Machine learning is something of a buzz-word in the industry and is a frequent topic at conferences, in the media and during customer meetings – but is it the solution to all our security woes? Well, not yet – but there is potential for it to significantly help in some of the areas where we truly need it.
As a brief intro for those who haven't looked at the Wikipedia article, machine learning uses algorithms to examine data such that a system can be ‘taught' how to correctly classify, cluster, and perform outlier analysis or regression analysis on its inputs – without being explicitly programmed with the details of how to perform these actions. This seems unbelievable, but it works – although, as with anything, the devil is in the detail. The complexity is in ensuring you are using the right data in the right way, both to train and utilize your network, and in choosing the right algorithms. This is where the data-science comes in, which I am glad to say is outside the scope of this article.
Machine learning has seen significant success in the areas of speech recognition, computer vision, fraud detection, financial trading applications and predictive analysis around shopping, searches etc. – but what about security? In security, machine learning is being used in a number of areas, for example to identify whether files are malicious – and it is very successful.
Here, machine learning is giving us the ability to identify new malicious files and variants of malware that haven't been seen before, without having to linearly scale our staff of analysts as we increase the number of objects we analyze – it is giving us the ability to do something at ‘scale' which previously would have been much more labor intensive. And, the scale element is important because machine algorithms thrive on data – the more data they see, the more accurate they become – hence solutions that work this way often require customers to send objects to the cloud for analysis, concentrating data in one place.
Identifying malware in this way is one thing, but a significant proportion of incursions into networks no longer use malware – they simply use stolen (valid) user credentials to login to our environments, and this can be hard to identify. A similar problem exists in detecting post-exploit lateral movement, where an attacker has compromised a machine and is looking to ‘move' to find something of value within a network. In both cases the attacker is already inside our perimeter controls, conducting operations that could look normal to a cursory inspection, so how can we isolate these suspicious activities?
Technologies such Network Behavioral Analysis (NBA) have been around for over a decade and are all about identifying suspicious or malicious patterns of activity within our networks – but they haven't been broadly deployed. However, all that is changing as attackers increasingly circumvent our other defenses and as our environments become more open with the use of cloud, mobility, SaaS, etc. To manage our risk, we need a better view of what talks to what, when and how much – so that unusual patterns can be identified.
It is often said that people are very good at identifying patterns, especially if data is presented visually, and this is true – but there are limitations. People can only identify patterns within their temporal field of view – for example, if an analyst is presented with an unusual network communication at 10 a.m. and then another one pops up at 3 p.m., it is unlikely that the analyst would be able to correlate the two events as potentially linked. However, a computer can monitor an almost unlimited number of events over time without blinking. This is where machine learning has the power to identify suspicious activities that would otherwise have flown under the radar.

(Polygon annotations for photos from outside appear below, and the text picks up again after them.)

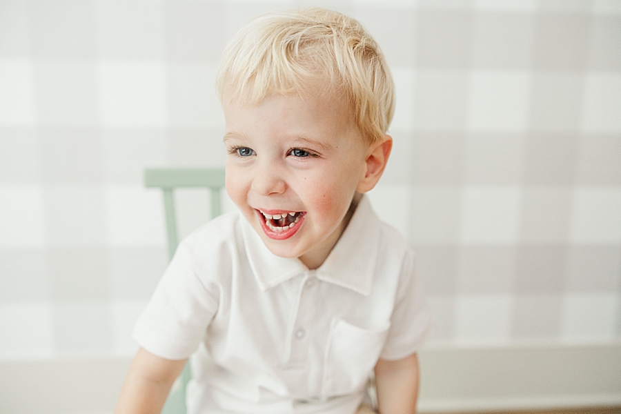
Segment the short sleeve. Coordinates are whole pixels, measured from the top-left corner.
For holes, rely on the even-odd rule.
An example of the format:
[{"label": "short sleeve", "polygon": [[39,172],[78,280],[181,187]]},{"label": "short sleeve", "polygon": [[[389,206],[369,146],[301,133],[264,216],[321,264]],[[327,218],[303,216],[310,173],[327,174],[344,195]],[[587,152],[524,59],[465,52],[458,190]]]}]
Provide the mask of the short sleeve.
[{"label": "short sleeve", "polygon": [[169,359],[188,357],[202,341],[218,308],[218,290],[198,275],[188,243],[181,243],[140,315],[133,338]]},{"label": "short sleeve", "polygon": [[379,355],[383,359],[400,359],[417,352],[431,331],[431,312],[415,268],[410,251],[404,259],[390,331]]}]

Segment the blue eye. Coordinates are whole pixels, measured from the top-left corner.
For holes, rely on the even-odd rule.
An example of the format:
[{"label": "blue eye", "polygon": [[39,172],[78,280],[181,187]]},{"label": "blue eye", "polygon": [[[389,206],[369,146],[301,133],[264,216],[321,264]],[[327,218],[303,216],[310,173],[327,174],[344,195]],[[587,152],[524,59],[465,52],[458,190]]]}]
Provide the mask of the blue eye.
[{"label": "blue eye", "polygon": [[252,148],[248,147],[241,147],[237,148],[237,154],[240,157],[250,157],[255,154],[255,151]]},{"label": "blue eye", "polygon": [[305,151],[299,148],[293,148],[291,150],[291,154],[293,154],[294,157],[299,157],[301,158],[308,157],[310,155],[308,151]]}]

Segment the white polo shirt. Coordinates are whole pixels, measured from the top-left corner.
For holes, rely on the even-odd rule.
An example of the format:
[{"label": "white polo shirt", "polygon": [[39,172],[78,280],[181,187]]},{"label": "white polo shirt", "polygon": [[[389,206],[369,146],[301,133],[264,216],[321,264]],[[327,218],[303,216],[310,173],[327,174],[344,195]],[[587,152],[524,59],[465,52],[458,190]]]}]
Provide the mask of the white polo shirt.
[{"label": "white polo shirt", "polygon": [[430,313],[414,254],[367,198],[325,262],[273,255],[238,212],[177,248],[134,338],[191,358],[190,414],[352,414],[379,357],[418,350]]}]

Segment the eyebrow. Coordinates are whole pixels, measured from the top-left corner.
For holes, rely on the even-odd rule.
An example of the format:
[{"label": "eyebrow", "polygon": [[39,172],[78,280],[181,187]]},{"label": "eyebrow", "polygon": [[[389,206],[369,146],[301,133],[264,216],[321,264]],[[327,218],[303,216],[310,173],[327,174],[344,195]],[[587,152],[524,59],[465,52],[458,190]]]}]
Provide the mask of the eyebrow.
[{"label": "eyebrow", "polygon": [[241,134],[238,134],[237,132],[226,132],[224,134],[224,137],[222,139],[223,142],[226,142],[228,139],[244,139],[245,137]]},{"label": "eyebrow", "polygon": [[[235,132],[230,132],[224,134],[224,137],[222,139],[224,142],[226,142],[229,139],[245,139],[246,137],[242,134],[239,134]],[[329,143],[321,142],[319,141],[317,141],[315,139],[312,139],[311,138],[308,138],[308,137],[304,137],[302,135],[295,136],[292,138],[292,140],[295,142],[300,142],[304,143],[307,145],[313,145],[317,146],[324,151],[328,151],[334,149],[334,147],[330,144]]]},{"label": "eyebrow", "polygon": [[329,151],[334,149],[334,147],[329,143],[320,142],[307,137],[295,137],[293,139],[293,141],[295,141],[297,142],[304,142],[308,145],[316,145],[317,146],[323,149],[324,151]]}]

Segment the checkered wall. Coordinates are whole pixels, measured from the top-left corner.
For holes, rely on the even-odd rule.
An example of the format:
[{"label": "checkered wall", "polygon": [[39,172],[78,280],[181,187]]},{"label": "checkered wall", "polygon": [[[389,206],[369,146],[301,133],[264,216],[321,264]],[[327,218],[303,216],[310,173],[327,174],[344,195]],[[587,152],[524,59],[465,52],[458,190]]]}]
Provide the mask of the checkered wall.
[{"label": "checkered wall", "polygon": [[[219,55],[252,17],[358,18],[397,87],[371,197],[449,346],[621,337],[621,1],[2,0],[0,359],[133,352],[166,264],[147,166],[221,166]],[[182,232],[207,195],[178,197]]]}]

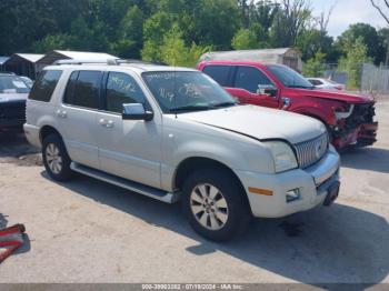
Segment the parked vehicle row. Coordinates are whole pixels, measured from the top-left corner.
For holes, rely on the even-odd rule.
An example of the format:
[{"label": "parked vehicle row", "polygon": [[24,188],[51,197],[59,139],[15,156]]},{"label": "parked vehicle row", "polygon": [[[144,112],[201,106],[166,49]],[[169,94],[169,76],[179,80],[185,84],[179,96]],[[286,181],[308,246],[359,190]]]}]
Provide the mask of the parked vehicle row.
[{"label": "parked vehicle row", "polygon": [[0,132],[21,131],[30,87],[19,76],[0,72]]},{"label": "parked vehicle row", "polygon": [[[285,83],[270,79],[262,87],[251,82],[255,66],[201,69],[219,70],[215,79],[238,98],[260,96],[277,109],[293,92],[283,67],[267,70]],[[292,78],[290,90],[306,86]],[[235,79],[247,88],[230,87]],[[121,61],[47,67],[27,101],[24,132],[42,148],[52,179],[79,172],[163,202],[181,200],[193,229],[217,241],[238,234],[251,217],[330,205],[339,193],[339,155],[322,122],[239,104],[213,79],[186,68]]]},{"label": "parked vehicle row", "polygon": [[366,147],[377,141],[376,102],[369,96],[318,90],[298,72],[281,64],[205,61],[198,69],[241,103],[281,109],[320,120],[337,149]]}]

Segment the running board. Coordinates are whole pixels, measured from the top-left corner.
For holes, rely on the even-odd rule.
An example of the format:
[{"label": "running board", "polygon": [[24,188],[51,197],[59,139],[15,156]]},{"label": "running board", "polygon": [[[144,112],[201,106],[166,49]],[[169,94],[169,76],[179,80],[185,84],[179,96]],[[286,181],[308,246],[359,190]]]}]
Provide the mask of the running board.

To identify patterns in network traffic, the first thing we need is good visibility of what is going on – layer 3 through 7 meta-data – derived from inspecting the packets moving across and around within our networks. Refining packets down to their salient characteristics reduces the storage and processing requirements for managing the information, and can allow the application various techniques, such as machine learning, to identify, for example, clusters of hosts that behave similarly – so that those that stray from their ‘herd' can then be identified.
Solutions are emerging that apply machine learning techniques to packet data, or meta-data derived from packet data, to identify outliers, clusters etc. So, does this mean we have solved our breach problem?
Unfortunately not. As an industry, security is just starting out with machine learning and we aren't there yet.
One big problem in security is that ‘people' take actions – no one trusts automated blocking except to counter the most obvious threats. And, incident responders usually like to understand ‘why' they are going to quarantine their CEO's laptop before they do so – to forestall the obvious phone call and barrage of questions.
How is this relevant to machine learning? Well, machine learning can tell us that some pattern of activity is suspicious – but unless the humans making a blocking decision can verify the efficacy of the detection, they won't trust it. This is what I call the ‘explainability gap', and is one of the key issues with machine learning's application to security at present.
Everyone knows that in security we already have too many events to deal with – what we need are ways of focusing our security teams on the highest priority ‘real' threats. If a detection is not easily provable then it becomes context. Machine learning may detect a threat, but whether we can act upon the detection is key. The explainability problem is surmountable, and as our ‘trust' grows in the capabilities of machine learning it will become easier to address. I have no doubt that in the next couple of years we will see solutions that can identify and demonstrate the validity of what they have detected. And, when we reach this point we will have learned how to use machine learning in security.